Sr Stan said the order had acknowledged the hurt caused and planned to do everything in its power to make reparation for the harm done, to alleviate the pain and suffering of victims and to restore, as far as is possible, the dignity that was taken from them as children.
“This includes facing our financial responsibilities in a generous spirit and with an open heart,” she continued.
The campaigner also criticised the current childcare system, highlighting a lack of out-of-hours social work service for children in need and why up to 6,500 child protection cases have not been allocated a social worker.

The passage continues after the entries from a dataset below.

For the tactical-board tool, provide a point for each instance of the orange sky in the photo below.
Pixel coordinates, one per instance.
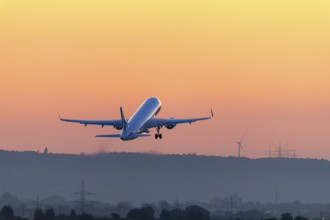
(261, 65)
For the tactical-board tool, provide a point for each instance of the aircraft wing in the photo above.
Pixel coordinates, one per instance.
(115, 123)
(171, 122)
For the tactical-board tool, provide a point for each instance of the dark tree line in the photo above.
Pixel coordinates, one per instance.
(193, 212)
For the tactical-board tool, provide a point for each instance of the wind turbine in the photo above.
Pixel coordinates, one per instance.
(240, 146)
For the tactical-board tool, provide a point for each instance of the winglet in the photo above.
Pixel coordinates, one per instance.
(123, 120)
(59, 116)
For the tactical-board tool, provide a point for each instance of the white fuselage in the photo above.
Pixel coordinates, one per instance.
(137, 124)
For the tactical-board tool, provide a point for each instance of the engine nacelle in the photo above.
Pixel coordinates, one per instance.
(170, 126)
(118, 127)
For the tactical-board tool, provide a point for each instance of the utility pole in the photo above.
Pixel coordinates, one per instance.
(276, 195)
(82, 193)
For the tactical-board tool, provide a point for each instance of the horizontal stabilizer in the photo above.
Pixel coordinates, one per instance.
(108, 135)
(141, 135)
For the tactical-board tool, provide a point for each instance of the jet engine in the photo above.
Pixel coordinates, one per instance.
(170, 125)
(118, 127)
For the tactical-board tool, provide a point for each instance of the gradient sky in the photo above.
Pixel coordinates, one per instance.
(261, 65)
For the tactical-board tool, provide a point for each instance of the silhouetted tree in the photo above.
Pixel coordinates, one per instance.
(165, 215)
(115, 216)
(7, 212)
(85, 216)
(195, 212)
(38, 215)
(272, 218)
(286, 216)
(49, 214)
(144, 213)
(300, 218)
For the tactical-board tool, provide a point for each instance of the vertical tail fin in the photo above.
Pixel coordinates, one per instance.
(123, 120)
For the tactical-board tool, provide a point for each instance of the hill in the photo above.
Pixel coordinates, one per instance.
(141, 177)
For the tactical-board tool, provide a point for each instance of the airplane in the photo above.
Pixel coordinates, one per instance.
(140, 123)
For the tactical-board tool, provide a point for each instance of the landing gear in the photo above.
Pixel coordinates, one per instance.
(158, 135)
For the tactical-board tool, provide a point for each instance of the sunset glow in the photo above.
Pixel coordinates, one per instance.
(261, 65)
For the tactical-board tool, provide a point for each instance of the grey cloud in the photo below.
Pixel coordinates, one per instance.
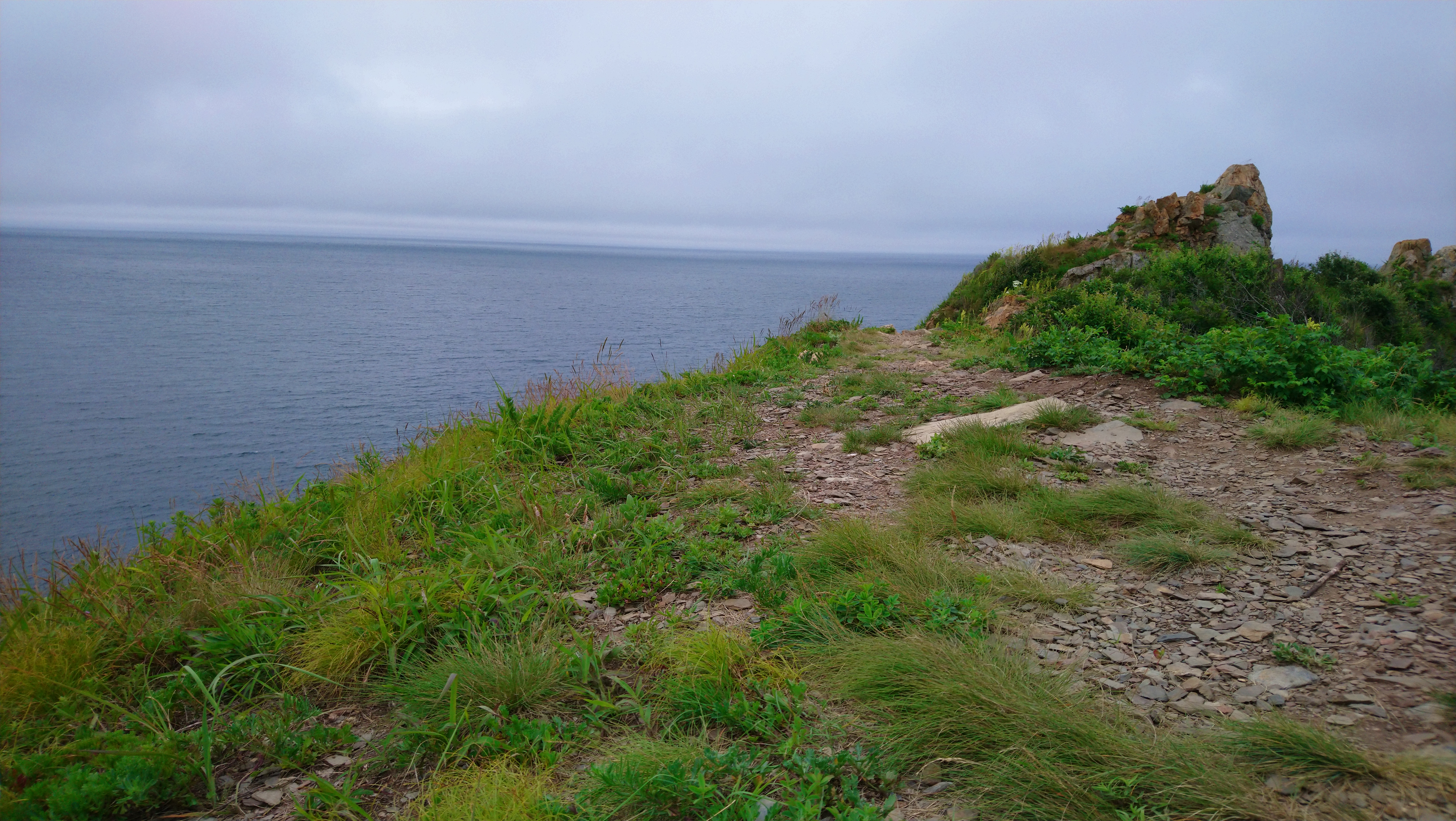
(877, 127)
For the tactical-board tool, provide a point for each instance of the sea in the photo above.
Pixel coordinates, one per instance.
(143, 375)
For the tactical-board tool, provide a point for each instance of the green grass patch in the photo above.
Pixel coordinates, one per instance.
(1168, 552)
(1292, 430)
(1069, 418)
(838, 417)
(1026, 744)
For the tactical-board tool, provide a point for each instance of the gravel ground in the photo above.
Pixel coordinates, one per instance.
(1197, 645)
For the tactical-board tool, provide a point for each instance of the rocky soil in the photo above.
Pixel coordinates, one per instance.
(1197, 645)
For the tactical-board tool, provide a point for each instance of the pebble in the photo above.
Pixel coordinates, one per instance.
(1152, 692)
(1283, 678)
(270, 797)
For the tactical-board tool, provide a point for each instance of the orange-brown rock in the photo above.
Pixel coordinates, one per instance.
(1002, 311)
(1410, 255)
(1240, 216)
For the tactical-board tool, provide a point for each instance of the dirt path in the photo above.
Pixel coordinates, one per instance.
(1199, 644)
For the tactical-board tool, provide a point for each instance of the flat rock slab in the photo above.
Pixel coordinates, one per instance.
(1114, 433)
(1283, 678)
(922, 434)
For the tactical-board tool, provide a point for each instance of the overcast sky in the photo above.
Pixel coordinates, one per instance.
(921, 127)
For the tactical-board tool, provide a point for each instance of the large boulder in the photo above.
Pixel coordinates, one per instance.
(1116, 263)
(1416, 257)
(1235, 212)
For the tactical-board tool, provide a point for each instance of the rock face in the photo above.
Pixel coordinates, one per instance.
(1002, 311)
(1417, 258)
(1235, 213)
(1116, 263)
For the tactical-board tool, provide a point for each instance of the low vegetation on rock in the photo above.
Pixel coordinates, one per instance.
(736, 593)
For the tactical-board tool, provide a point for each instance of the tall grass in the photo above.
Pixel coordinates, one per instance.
(1292, 430)
(1026, 744)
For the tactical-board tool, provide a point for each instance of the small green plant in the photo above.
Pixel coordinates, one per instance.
(369, 462)
(1429, 474)
(867, 608)
(1398, 600)
(948, 614)
(1295, 653)
(286, 736)
(997, 400)
(330, 801)
(838, 417)
(934, 449)
(727, 522)
(1069, 418)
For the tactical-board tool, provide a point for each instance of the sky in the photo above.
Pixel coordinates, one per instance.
(870, 127)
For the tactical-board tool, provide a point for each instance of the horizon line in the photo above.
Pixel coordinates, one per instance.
(363, 226)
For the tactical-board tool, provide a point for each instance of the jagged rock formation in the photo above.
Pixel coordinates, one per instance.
(1417, 258)
(1116, 263)
(1235, 213)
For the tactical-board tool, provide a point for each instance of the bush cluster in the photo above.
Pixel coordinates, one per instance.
(1216, 322)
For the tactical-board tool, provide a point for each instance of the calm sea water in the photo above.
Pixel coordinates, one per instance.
(140, 375)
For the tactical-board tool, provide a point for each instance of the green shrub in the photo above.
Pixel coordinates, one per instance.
(1085, 350)
(1302, 365)
(105, 775)
(867, 608)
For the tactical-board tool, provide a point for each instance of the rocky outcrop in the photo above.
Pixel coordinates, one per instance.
(1002, 311)
(1235, 212)
(1116, 263)
(1416, 258)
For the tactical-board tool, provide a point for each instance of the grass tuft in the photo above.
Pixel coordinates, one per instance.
(863, 440)
(1033, 746)
(1293, 747)
(1291, 430)
(838, 417)
(1002, 397)
(494, 791)
(1173, 552)
(519, 675)
(1071, 418)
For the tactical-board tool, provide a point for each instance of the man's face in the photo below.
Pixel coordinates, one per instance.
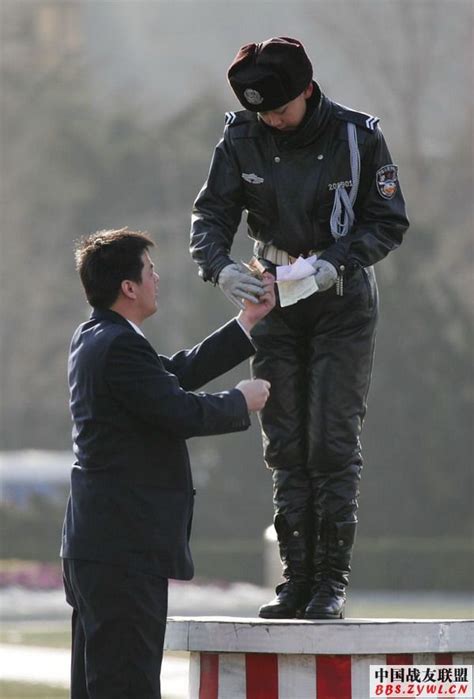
(289, 116)
(147, 290)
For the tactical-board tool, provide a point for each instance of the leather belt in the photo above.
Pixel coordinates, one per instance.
(280, 257)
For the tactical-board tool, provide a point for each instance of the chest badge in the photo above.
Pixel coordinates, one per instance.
(387, 181)
(252, 178)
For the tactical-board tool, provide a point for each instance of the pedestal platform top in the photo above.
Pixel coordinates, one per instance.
(349, 636)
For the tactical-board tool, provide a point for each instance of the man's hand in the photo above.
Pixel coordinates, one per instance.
(253, 312)
(325, 274)
(237, 284)
(256, 392)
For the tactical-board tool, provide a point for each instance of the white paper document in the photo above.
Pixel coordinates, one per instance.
(296, 281)
(302, 267)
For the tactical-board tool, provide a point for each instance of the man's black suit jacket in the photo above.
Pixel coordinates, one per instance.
(131, 499)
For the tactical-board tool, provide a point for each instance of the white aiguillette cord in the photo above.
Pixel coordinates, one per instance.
(342, 215)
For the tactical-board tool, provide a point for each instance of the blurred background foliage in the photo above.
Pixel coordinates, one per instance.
(110, 111)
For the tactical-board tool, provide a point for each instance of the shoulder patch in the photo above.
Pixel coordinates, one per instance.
(366, 121)
(241, 117)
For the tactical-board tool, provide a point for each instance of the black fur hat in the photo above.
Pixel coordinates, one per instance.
(266, 76)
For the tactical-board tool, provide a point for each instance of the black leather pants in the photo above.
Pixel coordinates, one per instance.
(317, 355)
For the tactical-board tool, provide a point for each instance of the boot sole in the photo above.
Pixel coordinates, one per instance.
(267, 615)
(323, 616)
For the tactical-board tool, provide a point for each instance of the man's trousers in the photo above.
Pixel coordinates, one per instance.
(118, 628)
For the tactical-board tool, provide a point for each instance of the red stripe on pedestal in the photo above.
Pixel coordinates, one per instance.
(400, 659)
(333, 677)
(444, 658)
(209, 676)
(261, 670)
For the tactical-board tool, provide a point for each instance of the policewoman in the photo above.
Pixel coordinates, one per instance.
(316, 181)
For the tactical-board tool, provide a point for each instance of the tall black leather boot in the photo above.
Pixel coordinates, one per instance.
(293, 594)
(332, 557)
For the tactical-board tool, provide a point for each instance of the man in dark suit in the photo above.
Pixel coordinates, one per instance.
(129, 513)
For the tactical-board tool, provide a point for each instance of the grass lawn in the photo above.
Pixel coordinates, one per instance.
(48, 636)
(24, 690)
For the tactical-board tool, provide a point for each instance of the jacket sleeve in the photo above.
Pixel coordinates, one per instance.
(380, 222)
(140, 384)
(217, 212)
(223, 350)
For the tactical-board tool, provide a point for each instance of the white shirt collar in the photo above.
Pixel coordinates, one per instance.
(136, 328)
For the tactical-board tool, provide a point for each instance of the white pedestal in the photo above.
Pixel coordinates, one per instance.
(233, 658)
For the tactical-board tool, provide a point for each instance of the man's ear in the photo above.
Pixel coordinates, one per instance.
(128, 289)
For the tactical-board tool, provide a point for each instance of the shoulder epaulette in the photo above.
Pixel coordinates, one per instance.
(366, 121)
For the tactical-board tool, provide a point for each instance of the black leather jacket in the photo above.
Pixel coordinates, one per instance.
(286, 183)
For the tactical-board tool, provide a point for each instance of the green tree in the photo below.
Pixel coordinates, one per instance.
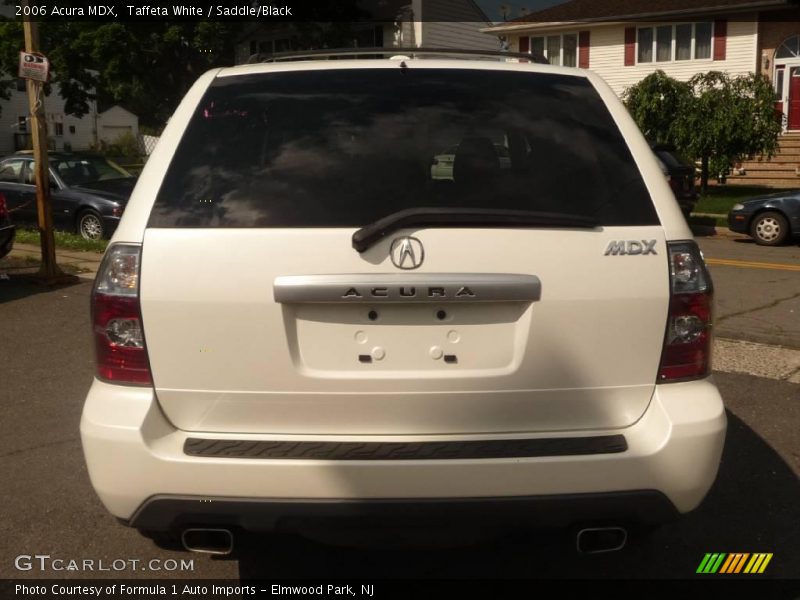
(654, 102)
(147, 66)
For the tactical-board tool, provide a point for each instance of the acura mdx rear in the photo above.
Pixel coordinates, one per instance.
(295, 322)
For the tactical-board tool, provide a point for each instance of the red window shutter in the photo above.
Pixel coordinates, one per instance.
(630, 46)
(583, 49)
(720, 39)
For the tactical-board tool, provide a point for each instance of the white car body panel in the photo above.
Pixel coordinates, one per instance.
(229, 362)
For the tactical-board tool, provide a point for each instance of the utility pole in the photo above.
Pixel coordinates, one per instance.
(49, 272)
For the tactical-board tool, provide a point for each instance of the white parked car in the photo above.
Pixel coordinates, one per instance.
(294, 323)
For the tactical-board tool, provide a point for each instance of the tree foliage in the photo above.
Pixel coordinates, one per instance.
(714, 118)
(654, 102)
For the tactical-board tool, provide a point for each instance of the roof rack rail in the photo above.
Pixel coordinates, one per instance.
(384, 52)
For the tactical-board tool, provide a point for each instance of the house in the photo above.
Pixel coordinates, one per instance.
(626, 40)
(65, 132)
(394, 23)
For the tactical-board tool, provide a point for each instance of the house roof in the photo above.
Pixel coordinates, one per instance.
(621, 10)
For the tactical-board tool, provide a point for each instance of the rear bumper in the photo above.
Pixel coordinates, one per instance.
(175, 513)
(139, 468)
(739, 221)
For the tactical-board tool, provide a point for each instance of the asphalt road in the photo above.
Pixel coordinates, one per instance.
(49, 507)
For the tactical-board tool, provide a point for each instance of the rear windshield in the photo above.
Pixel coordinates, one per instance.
(343, 148)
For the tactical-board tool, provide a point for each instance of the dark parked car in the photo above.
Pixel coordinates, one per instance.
(680, 176)
(6, 228)
(769, 219)
(88, 192)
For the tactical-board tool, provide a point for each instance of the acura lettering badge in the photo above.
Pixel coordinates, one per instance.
(407, 253)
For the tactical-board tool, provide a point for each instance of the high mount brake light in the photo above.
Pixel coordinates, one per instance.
(687, 344)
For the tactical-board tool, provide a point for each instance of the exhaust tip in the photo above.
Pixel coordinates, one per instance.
(595, 540)
(208, 541)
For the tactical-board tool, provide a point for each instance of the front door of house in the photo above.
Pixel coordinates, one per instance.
(794, 98)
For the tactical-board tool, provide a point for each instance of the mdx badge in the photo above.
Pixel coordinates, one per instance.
(407, 253)
(631, 247)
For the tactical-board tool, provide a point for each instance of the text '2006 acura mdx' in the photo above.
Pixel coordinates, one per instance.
(295, 322)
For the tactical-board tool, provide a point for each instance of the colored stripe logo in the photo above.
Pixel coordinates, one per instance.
(734, 563)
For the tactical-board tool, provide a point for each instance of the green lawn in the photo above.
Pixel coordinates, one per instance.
(721, 198)
(69, 241)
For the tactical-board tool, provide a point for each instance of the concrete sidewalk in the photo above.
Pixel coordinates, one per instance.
(85, 263)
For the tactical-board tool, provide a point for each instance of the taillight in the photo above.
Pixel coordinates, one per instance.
(117, 320)
(687, 344)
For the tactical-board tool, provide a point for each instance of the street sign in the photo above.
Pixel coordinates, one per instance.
(33, 65)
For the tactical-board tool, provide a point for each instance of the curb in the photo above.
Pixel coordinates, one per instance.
(84, 260)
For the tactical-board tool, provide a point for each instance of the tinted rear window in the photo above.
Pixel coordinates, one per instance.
(343, 148)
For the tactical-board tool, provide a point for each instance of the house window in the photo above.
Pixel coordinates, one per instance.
(683, 41)
(570, 55)
(557, 49)
(554, 49)
(645, 53)
(666, 43)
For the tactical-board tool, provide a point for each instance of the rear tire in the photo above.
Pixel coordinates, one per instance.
(90, 225)
(166, 540)
(769, 228)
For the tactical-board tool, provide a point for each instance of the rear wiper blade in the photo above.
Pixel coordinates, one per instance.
(368, 235)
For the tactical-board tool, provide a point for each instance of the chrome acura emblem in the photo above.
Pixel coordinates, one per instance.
(407, 253)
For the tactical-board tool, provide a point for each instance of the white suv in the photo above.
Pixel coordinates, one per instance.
(296, 322)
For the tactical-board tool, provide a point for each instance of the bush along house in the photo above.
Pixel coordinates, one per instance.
(626, 40)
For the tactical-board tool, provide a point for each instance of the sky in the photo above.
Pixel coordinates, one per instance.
(515, 7)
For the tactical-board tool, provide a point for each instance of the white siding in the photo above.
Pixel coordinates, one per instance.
(17, 106)
(461, 36)
(455, 24)
(115, 121)
(607, 53)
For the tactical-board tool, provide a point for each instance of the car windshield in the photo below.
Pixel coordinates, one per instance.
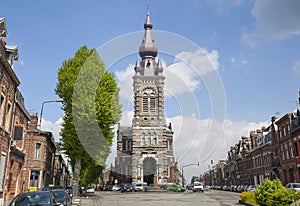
(31, 199)
(296, 185)
(60, 194)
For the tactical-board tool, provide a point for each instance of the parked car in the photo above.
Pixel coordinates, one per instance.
(293, 186)
(116, 188)
(251, 188)
(53, 187)
(189, 186)
(125, 188)
(140, 186)
(107, 188)
(164, 187)
(198, 186)
(62, 197)
(176, 188)
(35, 198)
(69, 190)
(90, 190)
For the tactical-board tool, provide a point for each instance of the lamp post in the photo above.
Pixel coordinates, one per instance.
(182, 178)
(41, 114)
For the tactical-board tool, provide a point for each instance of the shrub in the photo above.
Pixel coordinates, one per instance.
(270, 193)
(246, 195)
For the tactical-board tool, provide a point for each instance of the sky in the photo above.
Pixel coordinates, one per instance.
(229, 65)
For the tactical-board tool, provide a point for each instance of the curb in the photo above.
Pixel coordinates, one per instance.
(245, 203)
(76, 201)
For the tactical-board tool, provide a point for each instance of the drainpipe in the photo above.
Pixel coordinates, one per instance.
(12, 125)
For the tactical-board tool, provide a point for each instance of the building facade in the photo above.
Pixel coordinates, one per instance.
(40, 157)
(145, 150)
(12, 156)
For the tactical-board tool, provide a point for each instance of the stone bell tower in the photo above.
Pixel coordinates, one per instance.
(150, 140)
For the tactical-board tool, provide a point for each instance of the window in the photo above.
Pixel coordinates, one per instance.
(37, 151)
(296, 149)
(2, 160)
(8, 116)
(155, 141)
(149, 101)
(292, 152)
(2, 99)
(143, 139)
(34, 178)
(18, 134)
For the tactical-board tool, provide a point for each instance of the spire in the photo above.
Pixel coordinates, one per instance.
(148, 48)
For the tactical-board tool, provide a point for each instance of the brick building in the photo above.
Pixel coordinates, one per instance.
(12, 157)
(15, 178)
(286, 150)
(295, 135)
(40, 156)
(273, 152)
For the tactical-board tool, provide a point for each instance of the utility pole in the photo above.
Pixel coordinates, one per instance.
(182, 177)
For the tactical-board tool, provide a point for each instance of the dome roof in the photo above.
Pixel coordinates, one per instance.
(148, 47)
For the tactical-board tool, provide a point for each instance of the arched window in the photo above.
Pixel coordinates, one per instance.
(149, 103)
(143, 139)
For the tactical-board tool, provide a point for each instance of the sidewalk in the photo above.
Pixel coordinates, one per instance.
(76, 200)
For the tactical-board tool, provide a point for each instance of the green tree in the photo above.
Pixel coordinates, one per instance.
(270, 193)
(91, 104)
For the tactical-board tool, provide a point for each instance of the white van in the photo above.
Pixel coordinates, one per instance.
(140, 186)
(198, 186)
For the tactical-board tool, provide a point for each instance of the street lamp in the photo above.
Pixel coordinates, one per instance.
(41, 114)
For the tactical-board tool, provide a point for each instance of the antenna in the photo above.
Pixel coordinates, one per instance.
(299, 99)
(148, 10)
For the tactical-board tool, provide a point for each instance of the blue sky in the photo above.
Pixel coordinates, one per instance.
(253, 44)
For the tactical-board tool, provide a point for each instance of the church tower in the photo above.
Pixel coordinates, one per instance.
(149, 141)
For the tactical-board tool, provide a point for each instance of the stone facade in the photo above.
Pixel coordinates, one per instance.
(145, 150)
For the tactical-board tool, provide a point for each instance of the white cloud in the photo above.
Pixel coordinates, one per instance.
(276, 20)
(237, 60)
(225, 5)
(252, 39)
(296, 66)
(184, 74)
(53, 127)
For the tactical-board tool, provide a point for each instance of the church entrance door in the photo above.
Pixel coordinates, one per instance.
(149, 168)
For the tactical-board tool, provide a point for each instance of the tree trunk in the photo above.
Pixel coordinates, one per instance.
(76, 177)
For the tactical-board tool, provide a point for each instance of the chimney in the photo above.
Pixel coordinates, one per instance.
(34, 120)
(253, 139)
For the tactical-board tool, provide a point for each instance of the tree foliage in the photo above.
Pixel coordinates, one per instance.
(91, 104)
(270, 193)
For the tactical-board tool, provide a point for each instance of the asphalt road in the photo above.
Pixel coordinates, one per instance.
(208, 198)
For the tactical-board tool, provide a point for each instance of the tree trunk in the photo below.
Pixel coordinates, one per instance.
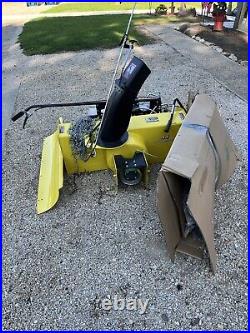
(229, 8)
(237, 18)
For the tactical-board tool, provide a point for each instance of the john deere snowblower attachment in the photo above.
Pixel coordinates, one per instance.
(126, 138)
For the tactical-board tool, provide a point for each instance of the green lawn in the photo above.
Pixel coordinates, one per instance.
(59, 34)
(109, 6)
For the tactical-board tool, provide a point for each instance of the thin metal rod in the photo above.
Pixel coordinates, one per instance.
(115, 72)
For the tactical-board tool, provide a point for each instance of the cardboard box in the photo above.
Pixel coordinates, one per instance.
(201, 159)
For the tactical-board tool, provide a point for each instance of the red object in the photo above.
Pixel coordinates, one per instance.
(218, 22)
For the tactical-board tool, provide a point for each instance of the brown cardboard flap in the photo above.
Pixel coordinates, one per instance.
(204, 156)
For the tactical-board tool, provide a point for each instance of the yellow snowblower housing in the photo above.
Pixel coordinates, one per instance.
(124, 134)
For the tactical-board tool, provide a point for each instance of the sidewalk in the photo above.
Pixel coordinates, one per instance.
(230, 74)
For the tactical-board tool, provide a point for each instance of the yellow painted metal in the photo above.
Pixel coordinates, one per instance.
(51, 174)
(146, 135)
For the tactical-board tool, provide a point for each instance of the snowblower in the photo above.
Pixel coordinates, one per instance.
(123, 133)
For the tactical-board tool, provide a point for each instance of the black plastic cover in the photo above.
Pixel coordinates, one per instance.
(113, 131)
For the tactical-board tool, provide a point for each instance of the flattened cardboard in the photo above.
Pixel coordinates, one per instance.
(201, 159)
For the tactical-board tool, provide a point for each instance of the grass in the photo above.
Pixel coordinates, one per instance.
(109, 6)
(60, 34)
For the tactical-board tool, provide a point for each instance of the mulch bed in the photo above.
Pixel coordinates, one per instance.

“One of the most damning indications of our lack of concern about the welfare of children is the fact that 454 migrant children, that’s equivalent to an entire school full of children, have gone missing from the care of the State since 2000, with barely a ripple of disquiet in the community,” she continued.
“We know this is happening and we don’t care. How can we say without blushing that we are determined to learn lessons from the Ryan report and are determined to protect and cherish children in this country when we know they are suffering now?"
“When we allow these outrages to occur without protest we, as a society, are complicit in the suffering of these children,” she added.
President Mary McAleese is due to address the conference later today.